Metal‐Metal Bonding in Paramagnetic Chromium(III) Complexes – An MO‐Theoretical Case Study

Abstract

AbstractThe electronic structures of the edge‐sharing bioctahedral chromium(III) dimers {C5H5Cr(CH3)(μ1‐Cl)}2 (2) and {Me5C5Cr(CH3)(μ1‐CH3)}2 (4* (Cp* derivative), 4 (Cp derivative)), the trinuclear complex {C5H5Cr(μ1‐Cl)}3(μ1‐CH) (3), and the face‐sharing bioctahedral chromium(III) compounds {Me5C5Cr}2(μ1‐CH2) (6*, 6) [{Me5C5Cr}2(μ1‐CH3)3]+ (7*, 7) have been studied MO‐theoretically by the extended Hückel method.
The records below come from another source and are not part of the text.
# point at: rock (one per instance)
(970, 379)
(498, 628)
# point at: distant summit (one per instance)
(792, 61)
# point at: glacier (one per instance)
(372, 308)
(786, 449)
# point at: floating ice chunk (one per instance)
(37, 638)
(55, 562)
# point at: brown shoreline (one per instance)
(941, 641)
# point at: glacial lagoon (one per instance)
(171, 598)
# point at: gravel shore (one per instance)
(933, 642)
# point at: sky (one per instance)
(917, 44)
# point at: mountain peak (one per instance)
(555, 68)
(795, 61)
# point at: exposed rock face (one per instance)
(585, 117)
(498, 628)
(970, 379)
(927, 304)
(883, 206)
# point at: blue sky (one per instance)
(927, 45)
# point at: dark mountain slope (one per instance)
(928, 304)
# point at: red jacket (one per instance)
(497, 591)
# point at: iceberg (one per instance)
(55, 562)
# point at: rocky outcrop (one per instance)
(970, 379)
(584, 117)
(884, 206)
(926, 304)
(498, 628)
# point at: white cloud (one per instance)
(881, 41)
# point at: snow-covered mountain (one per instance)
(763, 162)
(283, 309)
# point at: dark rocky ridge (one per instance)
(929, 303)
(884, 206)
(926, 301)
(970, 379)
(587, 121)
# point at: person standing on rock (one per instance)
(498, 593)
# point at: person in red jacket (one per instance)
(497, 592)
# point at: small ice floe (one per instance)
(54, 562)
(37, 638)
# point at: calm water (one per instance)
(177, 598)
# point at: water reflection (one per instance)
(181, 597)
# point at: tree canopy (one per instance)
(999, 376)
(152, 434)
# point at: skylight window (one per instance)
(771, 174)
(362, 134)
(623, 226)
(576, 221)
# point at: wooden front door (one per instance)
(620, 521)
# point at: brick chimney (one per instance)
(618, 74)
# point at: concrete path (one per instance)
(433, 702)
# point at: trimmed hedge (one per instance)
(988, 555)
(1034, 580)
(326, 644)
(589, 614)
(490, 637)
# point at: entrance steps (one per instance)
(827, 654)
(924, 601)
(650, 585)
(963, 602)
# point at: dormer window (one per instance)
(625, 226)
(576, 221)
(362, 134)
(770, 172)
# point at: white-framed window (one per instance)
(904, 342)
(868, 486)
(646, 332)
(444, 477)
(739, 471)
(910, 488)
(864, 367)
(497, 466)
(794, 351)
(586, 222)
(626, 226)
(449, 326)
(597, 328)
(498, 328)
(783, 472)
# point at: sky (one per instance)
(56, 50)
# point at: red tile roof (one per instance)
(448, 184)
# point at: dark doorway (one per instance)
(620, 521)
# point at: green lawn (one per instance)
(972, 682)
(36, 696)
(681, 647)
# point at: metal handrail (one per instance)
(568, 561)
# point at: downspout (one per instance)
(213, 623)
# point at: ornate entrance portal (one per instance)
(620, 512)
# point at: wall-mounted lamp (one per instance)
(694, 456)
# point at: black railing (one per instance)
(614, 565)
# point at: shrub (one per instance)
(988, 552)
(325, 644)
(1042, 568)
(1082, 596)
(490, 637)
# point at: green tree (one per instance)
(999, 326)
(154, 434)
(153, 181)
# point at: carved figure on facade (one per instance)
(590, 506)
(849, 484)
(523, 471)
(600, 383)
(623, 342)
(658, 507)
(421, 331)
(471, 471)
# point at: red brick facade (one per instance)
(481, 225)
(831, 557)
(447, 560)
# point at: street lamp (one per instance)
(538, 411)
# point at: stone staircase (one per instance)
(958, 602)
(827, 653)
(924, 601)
Proceeding from 2 over 3 to 4*, or from 6* to 7* a 3‐center/4‐electron chloride or methylene bridge is replaced by a 3‐center/2‐electron methyl group (a methylidyne cap in the trimer). The 3c/2e bridges give rise to an increased metal – metal overlap population due to Cr – Cr bonding within the core levels. In the series of 2 – 3 – 4* this is accompanied by a decrease in the Cr – Cr distance (329 – 284 – 260 pm) and effective magnetic moment, μeff (2.53 – 2.05 – 1.53 μB per Cr at room temp.). The latter can be ascribed to an increased splitting within the chromium d‐block because of the shorter metal‐metal separation. The bioctahedra 6* and 7* feature even shorter Cr – Cr contacts than 4* (239 and 242 pm), primarily because of their face‐sharing geometry. However, their effective magnetic moments (per Cr) are 2.33 and 1.32 μB at room temp. The high magnetic moment for 6* can be understood from the orbital interactions in the frontier orbital metal d block: A face‐sharing bioctahedron shows one σ, two δ, and no π type overlap, while an edge‐sharing bioctahedron (4) has σ, π, and δ interaction between the metals. In the former this destabilizes only σ* sufficiently to prevent occupation by electrons (leaving five orbitals for six electrons, possible spin multiplicities S0, 1, 2) while for the latter both σ* and π* are destabilized beyond electron occupation (leaving four MOs for six electrons, possible spin multiplicities S0, 1). 4*, 6* and 7* are unusual examples of metal – metal bonded complexes containing octahedral CrIII ions.